22 de febrero de 2017
Estas últimas semanas dieron grandes pasos mis changas. Empezaron a bañarse solas, a recoger juguetes sin que les tenga que decir (un par de veces solamente, pero me sabe a gloria) y Lucía se va con un par de amigos al club. Van acompañados, con una mamá que conozco y quiero, pero es un plan en un lugar público, que su amigo conoce bien y supongo andarán contenidos pero sueltos. ¡Muero del nervio! dije que sí, porque no quiero decir que no, porque siento que o empiezo a hacer condición o a los 12 me voy a morir de la angustia, y a los 16 y a los….
Me da toda la ilusión del mundo que vayan cruzando puentes, pasando etapas, pero qué difícil se me hace dejar ir.
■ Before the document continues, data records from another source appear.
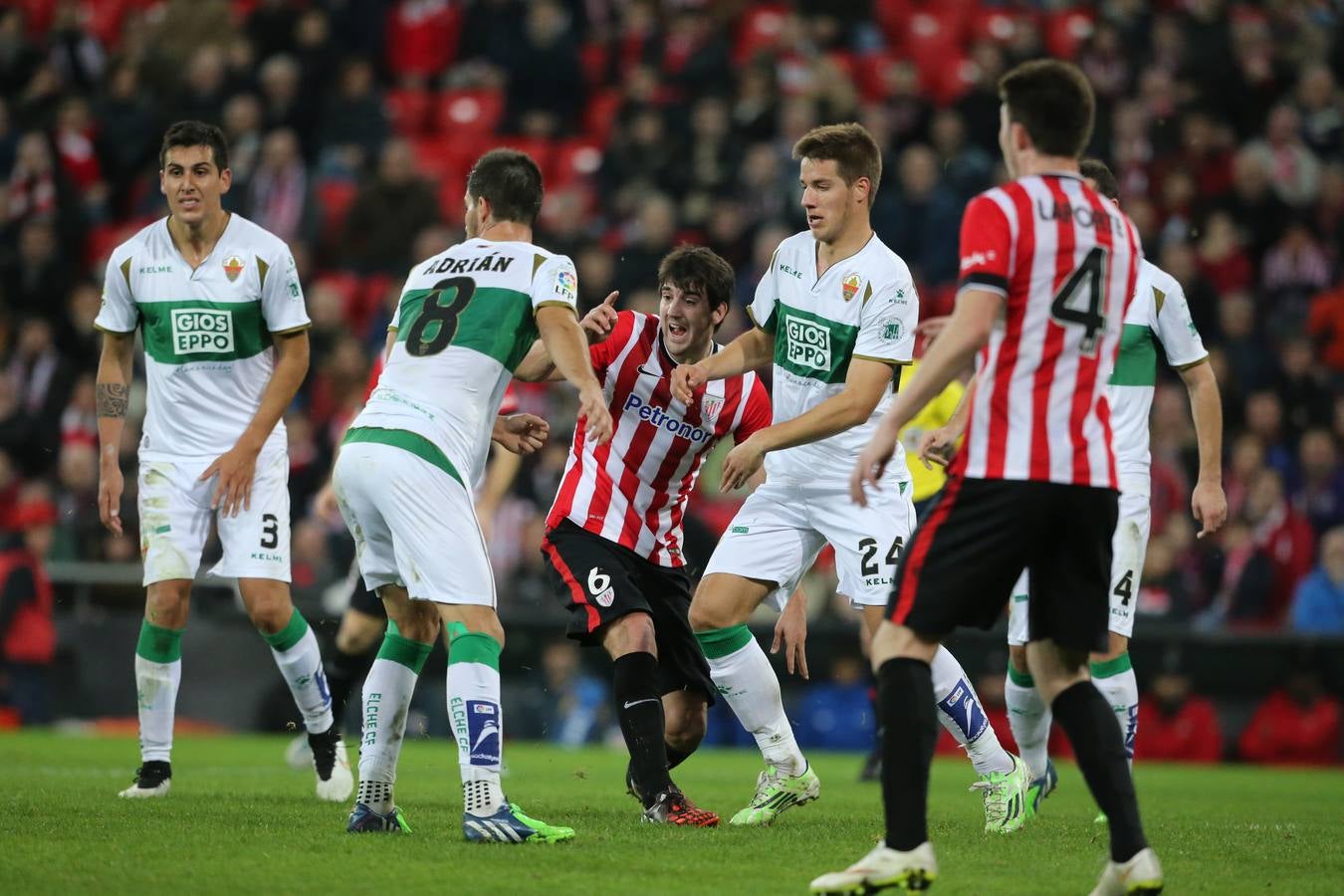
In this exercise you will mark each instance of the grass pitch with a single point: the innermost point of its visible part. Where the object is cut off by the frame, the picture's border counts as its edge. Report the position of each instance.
(238, 821)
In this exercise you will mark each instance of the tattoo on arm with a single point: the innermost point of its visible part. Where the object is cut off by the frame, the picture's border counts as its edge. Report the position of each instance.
(112, 398)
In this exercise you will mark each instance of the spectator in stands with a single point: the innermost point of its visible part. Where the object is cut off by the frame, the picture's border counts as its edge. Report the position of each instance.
(1296, 726)
(921, 218)
(279, 196)
(27, 633)
(546, 89)
(1285, 539)
(1319, 603)
(1320, 481)
(388, 212)
(1178, 724)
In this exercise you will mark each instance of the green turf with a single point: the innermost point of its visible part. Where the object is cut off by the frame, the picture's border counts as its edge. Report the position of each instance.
(238, 821)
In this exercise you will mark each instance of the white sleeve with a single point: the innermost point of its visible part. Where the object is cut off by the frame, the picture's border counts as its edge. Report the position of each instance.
(556, 283)
(118, 312)
(887, 323)
(1175, 327)
(761, 311)
(281, 296)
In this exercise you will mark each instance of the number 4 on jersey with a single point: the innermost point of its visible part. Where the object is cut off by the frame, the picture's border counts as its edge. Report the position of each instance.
(1090, 314)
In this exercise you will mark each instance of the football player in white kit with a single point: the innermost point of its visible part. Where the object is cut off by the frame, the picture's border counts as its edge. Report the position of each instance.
(218, 303)
(1158, 316)
(403, 483)
(836, 315)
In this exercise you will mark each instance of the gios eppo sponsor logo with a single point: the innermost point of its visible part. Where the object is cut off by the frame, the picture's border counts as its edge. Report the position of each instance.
(196, 331)
(809, 344)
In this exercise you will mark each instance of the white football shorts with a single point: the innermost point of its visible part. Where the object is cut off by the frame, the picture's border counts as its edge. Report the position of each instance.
(413, 524)
(780, 530)
(175, 518)
(1129, 547)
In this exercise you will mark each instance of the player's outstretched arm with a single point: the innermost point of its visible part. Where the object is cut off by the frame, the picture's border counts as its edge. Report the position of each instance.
(567, 348)
(748, 352)
(937, 446)
(864, 385)
(237, 466)
(597, 324)
(1207, 501)
(951, 353)
(112, 392)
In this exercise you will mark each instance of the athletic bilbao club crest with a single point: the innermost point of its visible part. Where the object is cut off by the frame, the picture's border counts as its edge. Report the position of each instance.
(234, 266)
(851, 287)
(710, 407)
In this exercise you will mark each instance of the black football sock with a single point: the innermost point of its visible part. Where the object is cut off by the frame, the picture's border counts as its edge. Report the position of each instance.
(1099, 749)
(634, 684)
(910, 727)
(342, 670)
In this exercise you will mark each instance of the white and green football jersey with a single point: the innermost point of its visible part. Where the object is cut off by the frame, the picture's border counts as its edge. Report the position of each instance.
(1158, 315)
(465, 320)
(207, 332)
(863, 307)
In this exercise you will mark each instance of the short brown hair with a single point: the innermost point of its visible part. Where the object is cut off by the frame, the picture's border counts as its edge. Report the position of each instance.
(698, 268)
(1054, 103)
(511, 181)
(1095, 171)
(195, 133)
(849, 145)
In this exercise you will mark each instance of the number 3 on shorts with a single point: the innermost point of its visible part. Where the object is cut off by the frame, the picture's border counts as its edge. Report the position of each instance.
(269, 531)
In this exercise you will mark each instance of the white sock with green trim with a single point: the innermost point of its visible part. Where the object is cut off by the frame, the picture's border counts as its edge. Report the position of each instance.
(1116, 681)
(744, 677)
(387, 697)
(476, 718)
(1029, 718)
(300, 660)
(157, 677)
(964, 718)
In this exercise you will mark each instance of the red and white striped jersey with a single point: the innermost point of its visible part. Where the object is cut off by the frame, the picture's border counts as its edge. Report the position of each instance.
(1066, 260)
(633, 489)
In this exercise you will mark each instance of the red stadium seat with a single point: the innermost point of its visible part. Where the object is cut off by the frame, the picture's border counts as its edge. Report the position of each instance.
(574, 160)
(760, 31)
(409, 111)
(473, 112)
(601, 114)
(334, 200)
(1067, 30)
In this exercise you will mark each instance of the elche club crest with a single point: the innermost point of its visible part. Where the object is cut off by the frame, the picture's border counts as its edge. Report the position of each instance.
(233, 268)
(851, 285)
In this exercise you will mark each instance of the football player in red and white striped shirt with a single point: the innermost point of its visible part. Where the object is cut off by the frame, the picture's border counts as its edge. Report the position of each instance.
(614, 533)
(1047, 268)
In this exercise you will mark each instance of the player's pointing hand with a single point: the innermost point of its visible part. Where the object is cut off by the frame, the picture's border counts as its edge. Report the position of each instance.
(599, 322)
(594, 415)
(686, 379)
(872, 464)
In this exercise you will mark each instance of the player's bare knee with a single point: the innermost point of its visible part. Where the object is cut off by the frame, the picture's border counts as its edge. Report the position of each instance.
(1117, 645)
(167, 603)
(632, 633)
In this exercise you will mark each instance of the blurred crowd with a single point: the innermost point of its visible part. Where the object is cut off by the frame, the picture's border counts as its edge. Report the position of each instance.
(352, 123)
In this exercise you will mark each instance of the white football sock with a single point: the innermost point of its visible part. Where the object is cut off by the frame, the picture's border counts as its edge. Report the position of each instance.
(476, 718)
(387, 697)
(1029, 719)
(744, 676)
(156, 693)
(961, 714)
(295, 649)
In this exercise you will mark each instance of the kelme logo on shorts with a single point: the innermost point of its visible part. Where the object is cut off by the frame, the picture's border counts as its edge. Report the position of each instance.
(809, 344)
(198, 331)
Me imagino que no se pone bien el cinturón, o se escapa o se pierde, o se pega, o se ahoga, me atropellan imágenes feísimas, no quiero vivir así. ¿Cómo le hacen las otras mamás? ¿Cómo le hacen para no pensar que se les chispa un hijo? Tampoco quiero transmitirle esta ansiedad a Lucía que ayer cuando le daba los consejos de «Por favor, gracias, no te separes del grupo, etc. etc.» la pobre empezó a llorar preocupada de que yo no iba a estar. Claro que hoy en la mañana estaba emocionada y olvidada de la angustia.
«A los hijos hay que darles raíces y alas» dice una frase, frase que escribí en su recamara, más para mi que para ellas, más para mi que para nadie. Una forma de recordarme que son prestados, que duro.